We decided to hit-up Mount Rushmore again by day on our drive back to Denver. Even though we got some great shots 2 nights prior at sunset, we didn’t get an up close view of the Presidents and it was only a 30 minutes detour or so past Rapid City to get back into Custer State Park and re-tread our path out of the Badlands back in to the mountains.
To remind you, here’s what we did at Sunset on Saturday night for Mount Rushmore. We found a perfect vista lookout point off the road coming from Custer State Park, which put us about the same elevation as Mount Rushmore. We recommend this approach because it makes a spectacular first-time epiphany viewing moment.
Here’s another one, where Mount Rushmore is framed perfectly by trees.
We learned our lesson at Crazy Horse and decided not to pay the entrance fee to Mount Rushmore, but rather just stayed outside and grabbed some pics from viewing areas along the road.
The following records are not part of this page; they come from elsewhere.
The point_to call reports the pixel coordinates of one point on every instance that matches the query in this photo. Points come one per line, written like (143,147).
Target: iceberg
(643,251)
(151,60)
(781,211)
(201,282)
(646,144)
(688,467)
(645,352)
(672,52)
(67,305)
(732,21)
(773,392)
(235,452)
Perhaps this is part of the reason we like Mount Rushmore much more than Crazy Horse (because we weren’t suckered in to the tourist trap – which I’m sure exists all inside the Mount Rushmore area).
Then I was able to capture your over-top-top American cheese flag-waving in the background obligatory pic.
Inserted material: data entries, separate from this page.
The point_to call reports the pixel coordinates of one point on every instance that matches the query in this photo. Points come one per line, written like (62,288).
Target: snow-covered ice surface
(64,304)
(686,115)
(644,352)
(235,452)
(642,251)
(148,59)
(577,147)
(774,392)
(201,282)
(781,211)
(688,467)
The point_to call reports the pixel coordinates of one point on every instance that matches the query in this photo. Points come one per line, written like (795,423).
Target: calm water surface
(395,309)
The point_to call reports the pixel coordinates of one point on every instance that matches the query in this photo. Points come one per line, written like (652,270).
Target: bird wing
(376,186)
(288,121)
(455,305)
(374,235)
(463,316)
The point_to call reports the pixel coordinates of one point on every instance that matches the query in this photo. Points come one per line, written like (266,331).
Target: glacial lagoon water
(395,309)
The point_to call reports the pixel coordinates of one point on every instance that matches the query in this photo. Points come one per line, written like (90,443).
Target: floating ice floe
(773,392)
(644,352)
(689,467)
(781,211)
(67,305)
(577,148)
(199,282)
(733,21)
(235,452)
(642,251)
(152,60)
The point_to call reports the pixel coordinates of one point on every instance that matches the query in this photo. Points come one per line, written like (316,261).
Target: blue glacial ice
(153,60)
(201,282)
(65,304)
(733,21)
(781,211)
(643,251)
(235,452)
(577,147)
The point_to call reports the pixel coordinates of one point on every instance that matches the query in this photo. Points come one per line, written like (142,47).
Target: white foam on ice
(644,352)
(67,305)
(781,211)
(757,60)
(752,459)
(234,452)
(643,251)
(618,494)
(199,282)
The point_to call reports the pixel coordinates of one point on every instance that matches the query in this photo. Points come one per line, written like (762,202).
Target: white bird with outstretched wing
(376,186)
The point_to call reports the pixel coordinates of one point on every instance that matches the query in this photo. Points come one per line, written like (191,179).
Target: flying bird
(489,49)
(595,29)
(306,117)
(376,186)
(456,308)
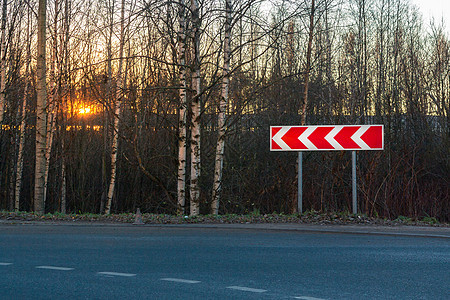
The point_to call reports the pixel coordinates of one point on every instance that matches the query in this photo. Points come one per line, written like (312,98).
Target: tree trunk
(118,106)
(182,147)
(3,61)
(308,61)
(51,115)
(195,105)
(218,168)
(23,123)
(41,113)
Poor Teddy – in this lighting I couldn’t get a good picture of him without the shadow.
I did some reading afterwards on the creation of Mount Rushmore and how these faces were carved into the granite mountainside of the Black Hills near keystone, South Dakota. The sculptor was Gutzon Borglum, a Danish-American, and the product of Mormon polygamy – having grown up in the Mormon community in Idaho. Borglum is an interesting character and is worth a read on Wikipedia. He had a penchant for sculpting on a larger than life scale, and even sculpted Abraham Lincoln’s head from a 6-ton marble block, that was ultimately exhibited at the Whilte House (and is now in the Capitol Crypt). Borglum believed that the “monuments we have built are not our own.”
Mount Rushmore was carved from 1927-1941 and had several failed attempts at the presidents’ faces, which were blown up and re-done. It was the brainchild of Doane Robinson but the idea of American President faces was from Borglum.
Just prior to Mount Rushmore, while driving through Keystone, we decided to do a little panning for gold.
We found a few flecks and improved over the course of the hour, but we didn’t find anything of value.